The majority of textures are 512 or 256 width / height squares, some 1k textures for floor textures.
I’m converting my textures to WEBP format which also cuts down texture sizes substantially.
And then the resulting GLTF is piped into gltf-transform and I get my compressed GLB.

The bottleneck appears to be just the number of individual materials with textures. Everything else I think is pretty well optimized.

Ideally I want to convert my scene into 3 objects / materials:

  • floor (material with 1 large seamless repeating texture)
  • walls (material with no texture)
  • objects (all other meshes combined, with baked materials, texture atlas maps)

Is there a blender addon you or anyone else could recommend that can combine a load of objects / materials into a few maps?
Or perhaps a program that can process GLTF models and produce single material objects in the same way?

3.5 seconds seems like a lot to compile 30 materials – this might be a browser issue.

The same issue presented itself to several other users testing the app on various browsers so I don’t think so.

For me, there’s also a period after it’s loaded where it can be a bit choppy, freezing occasionally, before finally running smoothly. Perhaps due to the camera culling certain objects out of frame, and when they appear in frame for the first time shaders are compiled.
If I’m watching a video on youtube in another window I’ve noticed the video freeze during this process.
If I use environment maps the delay while compiling shaders is even longer.
And if I turn off soft light shadows then it’s a bit quicker to compile those shaders.

I figured three.js has to compile a new shader every time a PBR material is rendered using a different set of textures. And it appears that the more textures there are, the longer it takes.

Yes, three.js may have to compile multiple shader programs from the same base type of material, depending on the parameters given to the material. 3.5s for 30 materials still sounds unusually slow to me, suggestive of a problem and not normal timing. And so I’m hesitant to guess what’s going on or give advice, without a way to reproduce the issue.

And it appears that the more textures there are, the longer it takes.

I don’t see it in your screenshot above, but uploading textures to the GPU is often a huge initialization cost. This is a function of image resolution, not file size – a single 4K JPEG texture is around 90MB of data sent to the GPU, regardless of size on disk.

If you get a heavy program compilation delay you might check if your materails are setting properties that is passed as defintion/constant to the shader.

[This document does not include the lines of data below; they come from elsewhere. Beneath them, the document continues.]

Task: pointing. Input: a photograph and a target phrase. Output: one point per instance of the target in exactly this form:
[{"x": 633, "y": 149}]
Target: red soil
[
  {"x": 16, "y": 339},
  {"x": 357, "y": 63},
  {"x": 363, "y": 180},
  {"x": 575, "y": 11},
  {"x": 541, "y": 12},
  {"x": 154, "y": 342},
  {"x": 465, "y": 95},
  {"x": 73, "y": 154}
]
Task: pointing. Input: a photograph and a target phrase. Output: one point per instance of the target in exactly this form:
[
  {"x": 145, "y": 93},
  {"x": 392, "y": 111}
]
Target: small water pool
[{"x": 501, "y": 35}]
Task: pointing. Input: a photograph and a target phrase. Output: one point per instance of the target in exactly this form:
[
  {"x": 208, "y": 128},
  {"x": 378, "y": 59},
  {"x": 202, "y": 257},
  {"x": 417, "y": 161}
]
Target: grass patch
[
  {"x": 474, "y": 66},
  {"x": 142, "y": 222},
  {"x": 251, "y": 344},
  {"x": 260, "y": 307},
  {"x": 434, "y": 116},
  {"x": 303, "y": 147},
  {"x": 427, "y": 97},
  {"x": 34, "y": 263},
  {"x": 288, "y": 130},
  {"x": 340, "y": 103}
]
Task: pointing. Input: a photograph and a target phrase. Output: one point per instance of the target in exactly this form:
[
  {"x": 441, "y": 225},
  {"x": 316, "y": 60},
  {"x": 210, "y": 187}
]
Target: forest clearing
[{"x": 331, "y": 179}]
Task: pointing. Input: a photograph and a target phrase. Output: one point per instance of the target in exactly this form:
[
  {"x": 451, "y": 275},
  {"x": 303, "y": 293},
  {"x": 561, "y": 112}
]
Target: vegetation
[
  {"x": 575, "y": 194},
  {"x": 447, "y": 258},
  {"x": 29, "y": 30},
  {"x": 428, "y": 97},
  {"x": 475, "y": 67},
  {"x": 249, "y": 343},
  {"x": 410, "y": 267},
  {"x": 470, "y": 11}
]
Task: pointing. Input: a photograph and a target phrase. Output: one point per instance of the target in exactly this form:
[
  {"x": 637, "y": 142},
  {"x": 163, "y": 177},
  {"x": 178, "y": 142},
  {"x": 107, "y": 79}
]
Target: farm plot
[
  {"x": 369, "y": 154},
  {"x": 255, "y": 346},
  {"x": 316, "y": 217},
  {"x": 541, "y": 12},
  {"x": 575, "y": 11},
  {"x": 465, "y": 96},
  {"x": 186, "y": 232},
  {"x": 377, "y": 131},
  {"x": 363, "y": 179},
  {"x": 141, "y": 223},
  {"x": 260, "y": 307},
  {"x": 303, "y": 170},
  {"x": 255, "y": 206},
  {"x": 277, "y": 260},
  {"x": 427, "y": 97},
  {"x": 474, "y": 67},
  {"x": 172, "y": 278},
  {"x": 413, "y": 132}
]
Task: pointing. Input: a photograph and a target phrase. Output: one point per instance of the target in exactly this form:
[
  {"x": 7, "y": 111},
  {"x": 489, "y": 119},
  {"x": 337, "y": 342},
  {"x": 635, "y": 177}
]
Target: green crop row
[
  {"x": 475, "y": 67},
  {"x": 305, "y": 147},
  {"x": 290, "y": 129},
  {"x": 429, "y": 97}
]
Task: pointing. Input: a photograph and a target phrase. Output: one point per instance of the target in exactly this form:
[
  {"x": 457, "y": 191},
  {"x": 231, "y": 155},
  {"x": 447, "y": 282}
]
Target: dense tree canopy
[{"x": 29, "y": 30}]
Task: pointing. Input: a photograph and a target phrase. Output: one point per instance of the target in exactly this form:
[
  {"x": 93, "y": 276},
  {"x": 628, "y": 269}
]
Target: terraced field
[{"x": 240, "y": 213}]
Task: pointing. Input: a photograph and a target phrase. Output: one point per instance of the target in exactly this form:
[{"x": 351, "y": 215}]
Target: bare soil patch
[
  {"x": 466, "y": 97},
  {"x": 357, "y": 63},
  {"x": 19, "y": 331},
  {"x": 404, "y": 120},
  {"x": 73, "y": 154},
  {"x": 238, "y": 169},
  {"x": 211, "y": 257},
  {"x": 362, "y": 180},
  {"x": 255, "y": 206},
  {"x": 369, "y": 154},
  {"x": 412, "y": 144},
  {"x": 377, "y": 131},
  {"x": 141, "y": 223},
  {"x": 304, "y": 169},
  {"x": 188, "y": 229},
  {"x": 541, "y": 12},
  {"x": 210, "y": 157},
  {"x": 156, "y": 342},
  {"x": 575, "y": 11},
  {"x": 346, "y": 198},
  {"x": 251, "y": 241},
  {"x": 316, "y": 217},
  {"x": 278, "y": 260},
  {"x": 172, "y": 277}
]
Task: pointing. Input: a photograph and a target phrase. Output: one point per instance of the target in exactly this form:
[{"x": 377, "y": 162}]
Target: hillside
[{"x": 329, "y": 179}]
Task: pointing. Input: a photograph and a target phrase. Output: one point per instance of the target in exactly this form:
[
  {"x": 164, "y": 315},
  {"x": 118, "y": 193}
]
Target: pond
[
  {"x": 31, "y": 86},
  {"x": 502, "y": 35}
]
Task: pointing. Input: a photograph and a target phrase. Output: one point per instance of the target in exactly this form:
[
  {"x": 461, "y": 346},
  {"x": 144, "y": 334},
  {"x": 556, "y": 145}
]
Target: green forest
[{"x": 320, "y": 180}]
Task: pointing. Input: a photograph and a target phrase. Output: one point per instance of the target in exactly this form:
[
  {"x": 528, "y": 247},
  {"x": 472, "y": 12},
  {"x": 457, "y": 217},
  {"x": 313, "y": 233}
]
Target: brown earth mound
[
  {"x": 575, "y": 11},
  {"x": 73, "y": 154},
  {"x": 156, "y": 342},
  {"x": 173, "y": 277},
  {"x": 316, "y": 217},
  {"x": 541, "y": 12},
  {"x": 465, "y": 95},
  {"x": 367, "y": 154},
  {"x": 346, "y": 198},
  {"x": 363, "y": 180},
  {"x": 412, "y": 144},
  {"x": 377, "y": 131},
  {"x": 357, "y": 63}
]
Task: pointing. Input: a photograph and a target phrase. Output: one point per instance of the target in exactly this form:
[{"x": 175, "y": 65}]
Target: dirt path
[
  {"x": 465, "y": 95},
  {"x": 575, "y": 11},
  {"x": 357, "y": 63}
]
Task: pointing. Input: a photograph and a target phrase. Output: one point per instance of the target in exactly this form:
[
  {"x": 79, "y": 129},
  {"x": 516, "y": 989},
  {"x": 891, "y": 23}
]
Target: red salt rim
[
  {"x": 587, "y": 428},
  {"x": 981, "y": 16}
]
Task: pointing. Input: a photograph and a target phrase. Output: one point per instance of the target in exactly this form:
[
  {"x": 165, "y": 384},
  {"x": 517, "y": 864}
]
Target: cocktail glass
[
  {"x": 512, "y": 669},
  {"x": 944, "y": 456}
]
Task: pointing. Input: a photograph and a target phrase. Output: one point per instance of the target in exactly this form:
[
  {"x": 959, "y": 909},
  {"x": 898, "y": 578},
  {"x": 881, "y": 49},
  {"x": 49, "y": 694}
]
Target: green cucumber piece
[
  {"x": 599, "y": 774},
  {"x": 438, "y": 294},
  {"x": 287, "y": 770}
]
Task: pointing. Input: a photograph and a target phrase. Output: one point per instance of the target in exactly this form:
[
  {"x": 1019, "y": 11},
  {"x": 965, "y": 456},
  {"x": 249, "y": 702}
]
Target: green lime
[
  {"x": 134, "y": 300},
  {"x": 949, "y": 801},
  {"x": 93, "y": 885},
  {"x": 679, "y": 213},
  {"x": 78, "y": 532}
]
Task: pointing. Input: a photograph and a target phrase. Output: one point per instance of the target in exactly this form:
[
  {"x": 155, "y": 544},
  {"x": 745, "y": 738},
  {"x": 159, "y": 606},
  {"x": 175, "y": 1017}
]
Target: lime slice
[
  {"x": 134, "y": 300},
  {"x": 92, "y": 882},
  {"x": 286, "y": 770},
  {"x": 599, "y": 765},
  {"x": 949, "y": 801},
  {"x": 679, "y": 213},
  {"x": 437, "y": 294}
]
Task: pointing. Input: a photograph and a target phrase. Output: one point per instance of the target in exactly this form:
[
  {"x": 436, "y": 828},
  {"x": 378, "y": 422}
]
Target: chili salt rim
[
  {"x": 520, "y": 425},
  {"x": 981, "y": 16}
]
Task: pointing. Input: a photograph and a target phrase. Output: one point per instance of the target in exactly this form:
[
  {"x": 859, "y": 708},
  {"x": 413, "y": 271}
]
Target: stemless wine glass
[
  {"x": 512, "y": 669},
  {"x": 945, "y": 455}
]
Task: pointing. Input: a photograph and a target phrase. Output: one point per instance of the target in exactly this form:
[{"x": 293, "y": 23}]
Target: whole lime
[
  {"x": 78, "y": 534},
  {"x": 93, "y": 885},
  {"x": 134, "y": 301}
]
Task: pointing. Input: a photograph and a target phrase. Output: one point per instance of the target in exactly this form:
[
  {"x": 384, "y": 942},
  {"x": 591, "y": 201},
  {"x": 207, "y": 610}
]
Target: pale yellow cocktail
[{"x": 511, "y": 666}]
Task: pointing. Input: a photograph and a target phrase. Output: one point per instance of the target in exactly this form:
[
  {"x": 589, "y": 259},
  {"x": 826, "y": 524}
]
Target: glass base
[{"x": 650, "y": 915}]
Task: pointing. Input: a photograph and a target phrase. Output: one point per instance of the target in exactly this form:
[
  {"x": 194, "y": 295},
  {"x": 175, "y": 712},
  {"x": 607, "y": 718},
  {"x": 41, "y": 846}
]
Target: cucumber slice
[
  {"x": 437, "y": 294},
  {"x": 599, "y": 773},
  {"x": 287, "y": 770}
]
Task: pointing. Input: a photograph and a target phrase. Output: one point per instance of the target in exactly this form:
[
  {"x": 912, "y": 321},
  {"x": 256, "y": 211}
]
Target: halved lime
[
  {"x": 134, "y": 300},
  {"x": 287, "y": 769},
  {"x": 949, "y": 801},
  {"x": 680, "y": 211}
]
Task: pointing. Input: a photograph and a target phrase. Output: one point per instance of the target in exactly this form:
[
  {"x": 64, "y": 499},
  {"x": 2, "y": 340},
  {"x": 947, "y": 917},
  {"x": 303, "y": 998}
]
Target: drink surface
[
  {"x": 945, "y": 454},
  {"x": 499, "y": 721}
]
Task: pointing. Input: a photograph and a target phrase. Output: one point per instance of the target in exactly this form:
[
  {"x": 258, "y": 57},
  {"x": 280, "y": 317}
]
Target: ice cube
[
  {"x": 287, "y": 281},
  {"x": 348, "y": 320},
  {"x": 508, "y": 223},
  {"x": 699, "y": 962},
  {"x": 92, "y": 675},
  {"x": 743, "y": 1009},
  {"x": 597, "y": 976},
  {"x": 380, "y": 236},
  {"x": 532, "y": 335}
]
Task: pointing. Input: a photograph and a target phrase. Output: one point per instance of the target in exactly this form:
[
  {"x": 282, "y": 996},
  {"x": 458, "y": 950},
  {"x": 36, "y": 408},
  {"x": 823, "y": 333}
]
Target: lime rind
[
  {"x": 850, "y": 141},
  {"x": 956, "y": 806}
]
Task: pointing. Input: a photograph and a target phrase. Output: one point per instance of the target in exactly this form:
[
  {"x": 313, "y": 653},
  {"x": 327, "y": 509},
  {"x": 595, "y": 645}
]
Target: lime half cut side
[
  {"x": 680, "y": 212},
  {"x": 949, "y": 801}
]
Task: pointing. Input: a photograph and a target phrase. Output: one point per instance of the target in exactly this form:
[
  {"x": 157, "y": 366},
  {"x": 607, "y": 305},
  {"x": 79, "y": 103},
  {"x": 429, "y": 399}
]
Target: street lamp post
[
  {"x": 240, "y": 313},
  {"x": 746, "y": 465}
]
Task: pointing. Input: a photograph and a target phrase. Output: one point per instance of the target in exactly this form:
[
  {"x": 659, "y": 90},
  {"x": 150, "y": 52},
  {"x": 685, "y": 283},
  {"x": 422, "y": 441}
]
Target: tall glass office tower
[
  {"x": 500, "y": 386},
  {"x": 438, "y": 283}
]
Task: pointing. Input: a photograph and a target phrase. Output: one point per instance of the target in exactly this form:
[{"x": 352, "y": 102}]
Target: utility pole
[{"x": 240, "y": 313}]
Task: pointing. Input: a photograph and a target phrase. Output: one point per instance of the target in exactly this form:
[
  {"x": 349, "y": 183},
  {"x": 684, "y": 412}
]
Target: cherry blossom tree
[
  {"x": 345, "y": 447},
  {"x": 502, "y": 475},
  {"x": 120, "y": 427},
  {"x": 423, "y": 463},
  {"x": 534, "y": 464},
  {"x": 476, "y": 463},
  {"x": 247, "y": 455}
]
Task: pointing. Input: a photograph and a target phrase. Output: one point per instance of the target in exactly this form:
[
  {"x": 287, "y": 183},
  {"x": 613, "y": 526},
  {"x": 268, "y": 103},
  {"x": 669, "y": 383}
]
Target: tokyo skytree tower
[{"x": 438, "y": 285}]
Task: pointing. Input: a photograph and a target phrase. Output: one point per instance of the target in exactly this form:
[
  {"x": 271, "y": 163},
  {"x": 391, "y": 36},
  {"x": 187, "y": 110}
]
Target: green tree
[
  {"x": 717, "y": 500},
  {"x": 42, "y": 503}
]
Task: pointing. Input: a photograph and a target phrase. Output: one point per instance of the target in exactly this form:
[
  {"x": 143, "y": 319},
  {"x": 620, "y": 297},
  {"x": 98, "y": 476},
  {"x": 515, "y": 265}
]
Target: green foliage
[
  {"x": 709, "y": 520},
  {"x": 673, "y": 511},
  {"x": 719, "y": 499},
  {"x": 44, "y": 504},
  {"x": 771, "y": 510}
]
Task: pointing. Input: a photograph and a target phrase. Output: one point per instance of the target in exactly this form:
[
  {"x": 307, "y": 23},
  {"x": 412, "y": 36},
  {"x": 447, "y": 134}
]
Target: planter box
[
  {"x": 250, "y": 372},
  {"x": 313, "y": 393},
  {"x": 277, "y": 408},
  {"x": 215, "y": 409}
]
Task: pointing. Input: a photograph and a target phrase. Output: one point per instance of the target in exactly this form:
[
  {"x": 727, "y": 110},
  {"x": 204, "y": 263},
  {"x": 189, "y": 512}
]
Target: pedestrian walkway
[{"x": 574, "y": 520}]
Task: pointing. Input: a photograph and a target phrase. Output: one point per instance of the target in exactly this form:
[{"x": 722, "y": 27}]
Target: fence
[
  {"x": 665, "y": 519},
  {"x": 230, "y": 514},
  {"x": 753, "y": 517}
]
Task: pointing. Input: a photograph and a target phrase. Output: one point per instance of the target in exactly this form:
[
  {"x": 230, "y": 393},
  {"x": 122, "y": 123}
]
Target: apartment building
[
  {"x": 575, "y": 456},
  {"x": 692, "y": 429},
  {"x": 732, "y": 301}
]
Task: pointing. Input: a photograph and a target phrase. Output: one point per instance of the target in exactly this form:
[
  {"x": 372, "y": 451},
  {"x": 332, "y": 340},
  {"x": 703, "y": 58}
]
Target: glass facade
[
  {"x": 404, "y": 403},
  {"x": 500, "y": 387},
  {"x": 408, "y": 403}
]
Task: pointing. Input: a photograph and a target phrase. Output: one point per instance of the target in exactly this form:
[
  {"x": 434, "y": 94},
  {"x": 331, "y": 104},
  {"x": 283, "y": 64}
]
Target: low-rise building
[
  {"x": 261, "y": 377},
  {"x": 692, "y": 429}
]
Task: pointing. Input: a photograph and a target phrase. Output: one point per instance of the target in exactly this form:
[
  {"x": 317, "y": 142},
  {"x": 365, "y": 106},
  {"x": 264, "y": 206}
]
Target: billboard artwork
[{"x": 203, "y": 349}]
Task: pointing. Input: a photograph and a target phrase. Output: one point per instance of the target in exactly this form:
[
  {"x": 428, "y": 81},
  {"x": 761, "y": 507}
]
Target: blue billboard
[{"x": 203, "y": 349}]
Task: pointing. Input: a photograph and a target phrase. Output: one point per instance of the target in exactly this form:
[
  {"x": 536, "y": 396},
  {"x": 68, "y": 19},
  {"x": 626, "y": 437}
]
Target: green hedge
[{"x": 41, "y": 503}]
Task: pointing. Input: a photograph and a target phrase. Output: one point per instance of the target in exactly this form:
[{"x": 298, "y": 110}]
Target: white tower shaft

The amount of materials isn’t an issue, it’s about what features these use (which maps for instance) and attributes like alphaTest - if you would use a different alphaTest value on 3 materials, it would result in 3 programs being compiled. Programs are shared by the materials depending on their key (code/features used) A material using just albedo, while another uses albedo + normal + roughness you got 2 different programs, another using just albedo but also transparent will be another.

If you want to avoid different program setups you could set all map properties you use on all materials to null on those not used or a empty texture. And of course ensure there are no different constants setup, this way you reduce the programs being compiled to a minimum.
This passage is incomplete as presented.